It’s been more than two years since this whole crazy Birdemic thing started, and if there’s one thing writer/director James Nguyen has learned, it’s that alcohol and peoples’ enjoyment of his movie are closely related. At the second screening of Birdemic in a Park City bar in 2009, Nguyen wisely decided to start buying drinks for the assembled crowd of eight or nine people, and even though he couldn’t afford the eventual tab and the bartender tried to hold his stuffed bird for ransom (not making any of this up, by the way), people present that night paved the way for his eventual distribution deal and tour of packed screenings across the country.
Call it a lesson learned, because now, on the eve of the DVD release, James has some Martha Stewart-esque tips on how to make your Birdemic DVD release party extra special.

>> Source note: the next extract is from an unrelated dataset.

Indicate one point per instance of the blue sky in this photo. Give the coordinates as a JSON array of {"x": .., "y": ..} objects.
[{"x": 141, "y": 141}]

“What is a birdemic fest? And I encourage you all to have your own Birdemic fest. A Birdemic fest is simply a beer party, you know? A beer party, plus a DVD screening of my movie Birdemic Shock and Terror. …With your friends, with your family, with your buddy… just have a good time. You know… at home, in front of a TV, at a movie theater, camping… anywhere.
Buy multiple copies. For your Birdemic fest party. Give them out at the party. Just give them out as gifts. So again, a Birdemic fest is a beer party, plus a screening of my movie, PLUS, if you want, you know, a t-shirt, some coathangers, a Birdemic poster…”
“Maybe when you go camping, your buddy get cold. So I don’t know, maybe you stuff sleeping bag with Birdemic DVD. Maybe you try to have Birdemic Fest outdoors, but it rain and your TV keep getting wet. So I don’t know, maybe you make umbrella out of Birdemic DVD, keep TV dry for you and your buddy. Or maybe you hanging out with your family, and you see baby bird fall out of it nest, and now it look sick. So I don’t know, maybe you feed baby bird Birdemic DVDS, nurse back to health, and bring to your Birdemic fest.”
I love you, James Nguyen. Every time he says “beer party,” an angel gets its wings. And then explodes.




Maybe you take a shart but don’t have toilet paper handy.So I don’t know, maybe you wipe blarthole with Birdemic DVDS.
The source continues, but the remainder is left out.